Plans are to construct a mixed-use development. Kansas has said that he plans to keep plaques
on the door that recognize the Atlanta Daily World’s 86 years of print
journalism. Can you imagine at one point
this company printed more that 40 separate newspapers at its plant on Sweet
Auburn and these papers were distributed around the United States. The first
chain of African American newspapers has been reduced to a plaque on a door!
On February 12, 2014 a hearing was held at 4:00 p.m in the
Council Chambers on the second floor of Atlanta City Hall and the plan to
transform history into a plaque was approved.

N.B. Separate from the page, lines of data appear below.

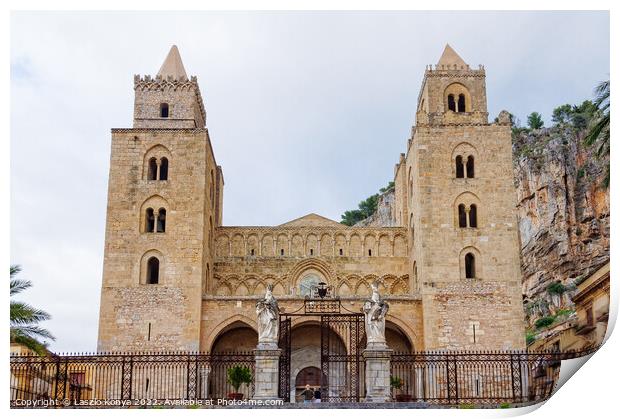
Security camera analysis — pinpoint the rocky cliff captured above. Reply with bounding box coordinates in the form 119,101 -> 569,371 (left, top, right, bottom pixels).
513,125 -> 609,321
355,188 -> 396,227
357,125 -> 609,324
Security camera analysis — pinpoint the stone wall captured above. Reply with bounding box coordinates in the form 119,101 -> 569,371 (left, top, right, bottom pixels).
212,225 -> 411,296
98,129 -> 215,351
200,293 -> 424,351
408,125 -> 524,349
133,76 -> 206,128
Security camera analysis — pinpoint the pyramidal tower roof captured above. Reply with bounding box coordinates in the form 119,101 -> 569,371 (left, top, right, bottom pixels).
157,45 -> 187,80
437,44 -> 467,69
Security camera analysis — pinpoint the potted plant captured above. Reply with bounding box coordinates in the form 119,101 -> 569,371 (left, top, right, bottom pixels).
226,365 -> 252,400
390,376 -> 411,402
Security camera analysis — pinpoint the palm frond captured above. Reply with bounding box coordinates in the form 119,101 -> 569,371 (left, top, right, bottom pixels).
9,279 -> 32,296
11,265 -> 22,278
11,325 -> 56,340
11,330 -> 47,356
10,301 -> 52,324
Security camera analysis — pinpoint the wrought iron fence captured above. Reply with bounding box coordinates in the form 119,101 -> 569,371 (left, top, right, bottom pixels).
10,352 -> 254,407
390,351 -> 592,405
10,348 -> 596,407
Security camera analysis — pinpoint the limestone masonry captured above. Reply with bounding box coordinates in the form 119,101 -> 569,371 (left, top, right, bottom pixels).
98,46 -> 525,356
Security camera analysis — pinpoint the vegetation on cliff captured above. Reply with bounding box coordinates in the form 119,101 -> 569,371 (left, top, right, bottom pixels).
340,182 -> 394,226
513,82 -> 610,336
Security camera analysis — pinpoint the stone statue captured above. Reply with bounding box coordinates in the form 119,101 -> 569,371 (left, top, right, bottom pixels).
256,284 -> 280,347
363,281 -> 390,347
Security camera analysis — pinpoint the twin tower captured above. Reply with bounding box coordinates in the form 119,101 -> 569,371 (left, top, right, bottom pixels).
98,46 -> 524,351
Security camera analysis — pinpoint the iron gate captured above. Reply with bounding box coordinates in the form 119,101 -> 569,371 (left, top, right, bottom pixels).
321,313 -> 366,402
278,299 -> 366,402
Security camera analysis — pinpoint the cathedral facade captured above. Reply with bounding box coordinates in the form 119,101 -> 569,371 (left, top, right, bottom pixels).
98,46 -> 525,362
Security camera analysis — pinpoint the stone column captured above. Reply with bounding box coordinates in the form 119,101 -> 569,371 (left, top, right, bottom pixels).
362,343 -> 393,403
253,343 -> 282,400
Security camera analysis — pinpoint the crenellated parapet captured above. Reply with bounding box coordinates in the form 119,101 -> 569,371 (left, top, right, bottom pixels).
134,74 -> 207,128
215,225 -> 408,258
211,225 -> 412,298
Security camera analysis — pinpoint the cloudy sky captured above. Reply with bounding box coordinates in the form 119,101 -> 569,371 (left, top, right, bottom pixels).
11,12 -> 609,351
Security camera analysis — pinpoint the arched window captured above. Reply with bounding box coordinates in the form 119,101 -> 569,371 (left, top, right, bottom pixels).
467,156 -> 474,178
159,103 -> 169,118
456,156 -> 465,179
159,157 -> 168,180
465,253 -> 476,279
459,204 -> 467,228
144,208 -> 155,233
146,256 -> 159,284
147,157 -> 157,180
448,95 -> 456,112
469,204 -> 478,228
458,93 -> 465,112
157,208 -> 166,233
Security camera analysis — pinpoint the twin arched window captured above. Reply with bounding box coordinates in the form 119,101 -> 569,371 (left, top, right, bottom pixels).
456,155 -> 474,179
458,204 -> 478,228
144,208 -> 166,233
146,256 -> 159,284
159,102 -> 170,118
146,157 -> 168,180
448,93 -> 467,112
465,253 -> 476,279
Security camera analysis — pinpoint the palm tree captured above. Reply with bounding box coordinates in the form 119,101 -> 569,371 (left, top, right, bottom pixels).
10,265 -> 54,355
584,80 -> 609,186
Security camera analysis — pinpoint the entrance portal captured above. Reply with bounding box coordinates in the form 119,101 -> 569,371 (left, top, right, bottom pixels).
279,299 -> 366,402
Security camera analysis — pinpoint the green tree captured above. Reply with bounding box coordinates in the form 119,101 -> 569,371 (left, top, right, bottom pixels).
551,103 -> 573,124
340,210 -> 366,226
584,80 -> 610,186
340,182 -> 394,226
527,112 -> 545,129
379,181 -> 394,193
10,265 -> 54,355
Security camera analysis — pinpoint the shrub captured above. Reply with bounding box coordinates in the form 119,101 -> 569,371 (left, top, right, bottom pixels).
547,282 -> 566,295
534,316 -> 555,329
525,330 -> 536,345
226,365 -> 252,392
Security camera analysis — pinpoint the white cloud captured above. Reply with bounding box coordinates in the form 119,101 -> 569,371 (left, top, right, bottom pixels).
11,12 -> 609,351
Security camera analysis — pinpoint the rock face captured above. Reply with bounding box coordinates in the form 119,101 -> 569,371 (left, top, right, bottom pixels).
513,127 -> 609,324
355,188 -> 396,227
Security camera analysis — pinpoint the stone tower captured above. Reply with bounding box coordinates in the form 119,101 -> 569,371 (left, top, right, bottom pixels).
98,46 -> 223,351
395,45 -> 525,350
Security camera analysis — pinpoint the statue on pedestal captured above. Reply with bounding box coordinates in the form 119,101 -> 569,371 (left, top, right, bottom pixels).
363,281 -> 390,347
256,284 -> 280,347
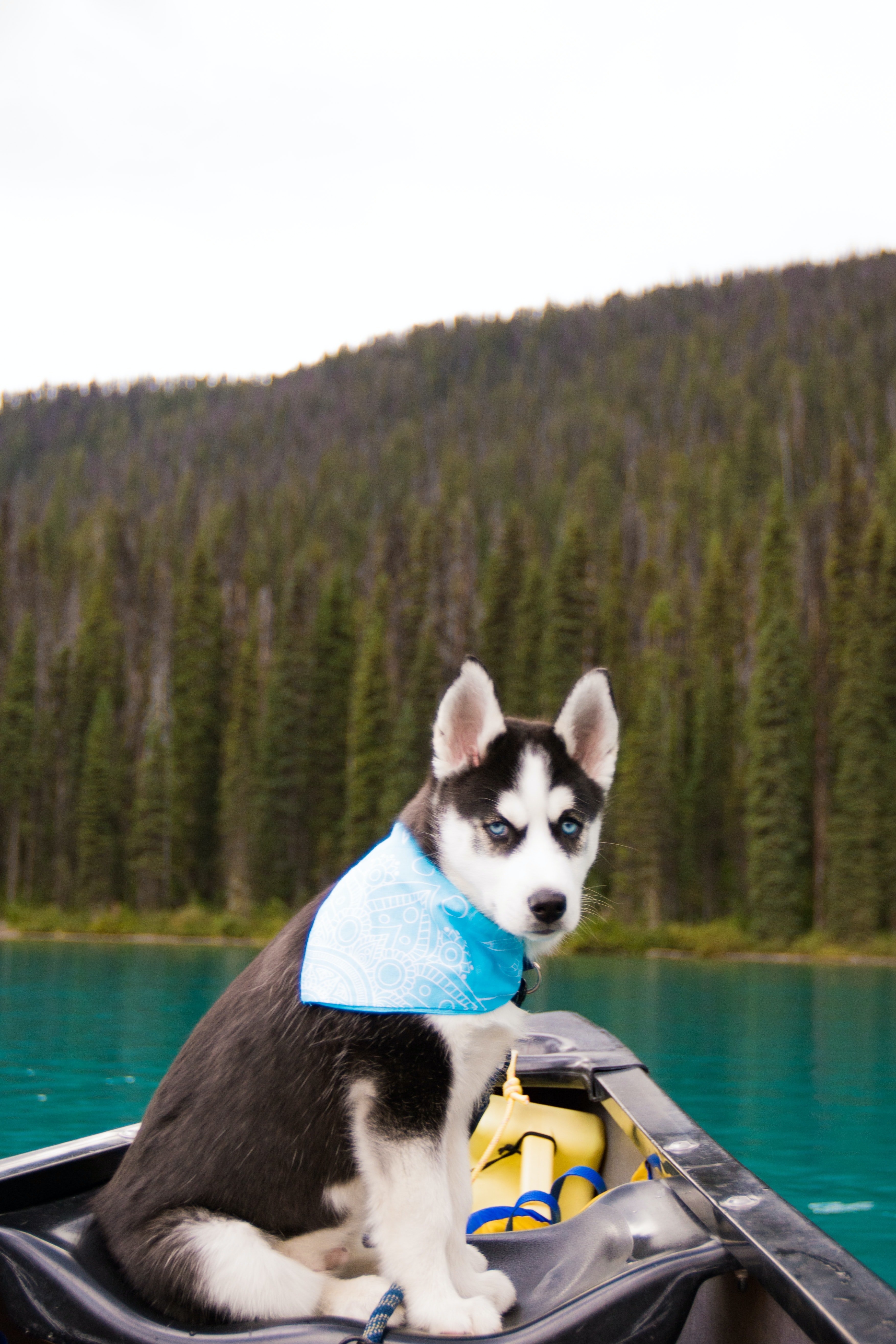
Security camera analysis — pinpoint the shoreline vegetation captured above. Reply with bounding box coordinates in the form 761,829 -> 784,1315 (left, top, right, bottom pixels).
0,902 -> 896,968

I get it! I understand Mrs.
Reeves selling the property. I get the redevelopment / gentrification of Sweet
Auburn. I understand what is going on
but it still bothers me. When I see my
brother sleeping in the door of the building that is to be redeveloped I have
ask where does he sleep in six months?
When the mixed-use development is build who will live there (right next
to the Apex Museum)? Will those who move
in realize they are sleeping on holy ground?

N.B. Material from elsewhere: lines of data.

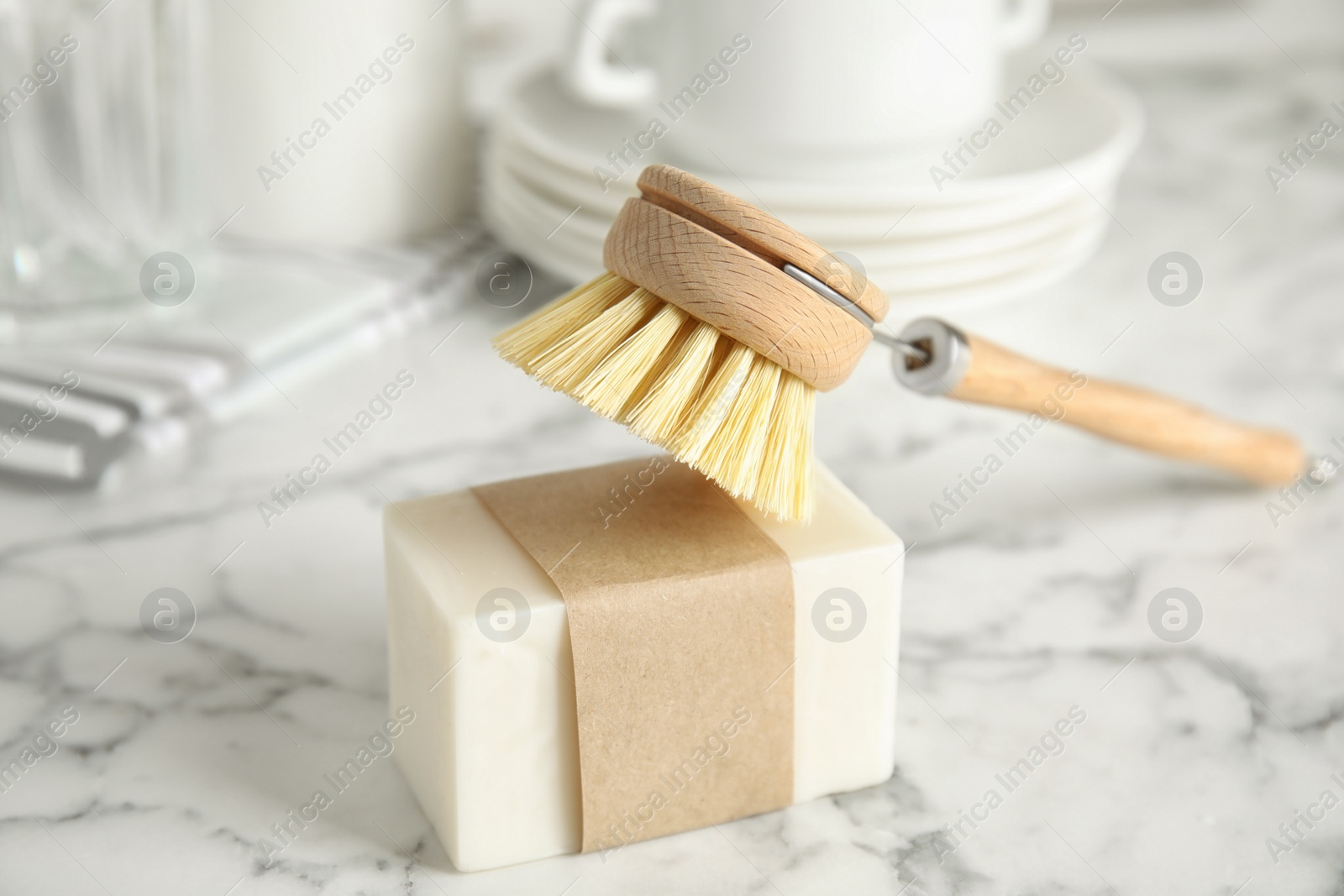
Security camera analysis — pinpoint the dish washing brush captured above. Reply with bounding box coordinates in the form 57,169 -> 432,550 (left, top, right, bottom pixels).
493,165 -> 1306,520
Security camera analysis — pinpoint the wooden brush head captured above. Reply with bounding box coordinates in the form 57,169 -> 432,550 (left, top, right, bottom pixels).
602,165 -> 887,392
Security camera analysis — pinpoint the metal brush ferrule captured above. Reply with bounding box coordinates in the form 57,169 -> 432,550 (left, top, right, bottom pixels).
874,317 -> 970,395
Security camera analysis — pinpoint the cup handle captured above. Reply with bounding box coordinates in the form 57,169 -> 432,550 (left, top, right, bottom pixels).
999,0 -> 1050,50
560,0 -> 657,107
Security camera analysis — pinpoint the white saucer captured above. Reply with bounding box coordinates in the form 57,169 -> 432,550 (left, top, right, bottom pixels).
482,56 -> 1142,309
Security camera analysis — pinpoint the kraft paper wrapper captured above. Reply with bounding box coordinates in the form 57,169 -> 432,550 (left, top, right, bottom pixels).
473,458 -> 795,851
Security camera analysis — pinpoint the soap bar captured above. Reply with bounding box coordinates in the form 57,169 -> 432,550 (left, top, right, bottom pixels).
385,466 -> 903,871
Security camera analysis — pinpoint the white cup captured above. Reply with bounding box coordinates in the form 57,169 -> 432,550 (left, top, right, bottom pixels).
207,0 -> 473,246
562,0 -> 1050,177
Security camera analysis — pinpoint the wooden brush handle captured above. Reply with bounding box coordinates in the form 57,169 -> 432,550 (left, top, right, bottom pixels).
949,336 -> 1306,485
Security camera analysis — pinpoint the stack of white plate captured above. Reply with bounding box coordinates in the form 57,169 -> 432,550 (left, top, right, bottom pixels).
482,53 -> 1142,316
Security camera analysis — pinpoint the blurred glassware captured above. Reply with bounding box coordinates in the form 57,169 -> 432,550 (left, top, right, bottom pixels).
0,238 -> 464,486
0,0 -> 206,313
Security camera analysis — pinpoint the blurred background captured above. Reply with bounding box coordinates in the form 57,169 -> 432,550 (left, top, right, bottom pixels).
0,0 -> 1344,896
0,0 -> 1337,485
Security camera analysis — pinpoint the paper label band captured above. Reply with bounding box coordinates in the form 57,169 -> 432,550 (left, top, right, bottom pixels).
473,457 -> 795,851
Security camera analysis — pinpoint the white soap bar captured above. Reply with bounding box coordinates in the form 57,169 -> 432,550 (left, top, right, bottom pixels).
385,468 -> 903,871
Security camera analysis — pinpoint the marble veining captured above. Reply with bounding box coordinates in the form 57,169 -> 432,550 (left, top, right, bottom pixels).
0,13 -> 1344,896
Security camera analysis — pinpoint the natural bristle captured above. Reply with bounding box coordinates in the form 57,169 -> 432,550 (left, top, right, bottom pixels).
493,273 -> 816,520
574,301 -> 687,418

Will they read the plaque?
John, sleeping at Atlanta Daily World, February 16, 2014 |
This week also marked the delivery of the first Atlanta
Street Car. On February 17, 2014 the
first street car was securely placed in the vehicle garage at the corner of
Auburn Avenue and Fort Street, right under Interstate 75 and across from the
park where the John Wesley Dobbs Sculpture sits. It was something to see the streetcar backed
in under the highway as The Dobbs Sculpture and the resident of Auburn Avenue
looked on. I was there all afternoon. Reporters came and went. They spoke to few who had gathered around,
got their sound bite and picture and the story was over. Not for me.
I am living this story.
The Atlanta Street Car Arrives |
I went back the next day and the next day. I will continue to go back! I am talking to my brothers and sisters who
are sleeping on these streets and I am asking what does this mean for
them? What does it mean for Thelma’s
Barbecue where the building out of which the restaurant operates is for
sale?
John Wesley Dobbs Sculpture |
Once again I get it but I have still have questions about
justice. I worry about losing historical landmarks. I worry about people in the streetcar and
riding by our history, stopping at the King Center and then eating and drinking
themselves merry on ancestral ground. I
worry about us forgetting to remember.
Will African Americans forget that on this soil the foundation was laid
for the prosperous life we enjoy in this city?
What do we owe our ancestors to make sure they aren’t forgotten? How will we insure that there story is told
again, and again after the gentrification has occurred?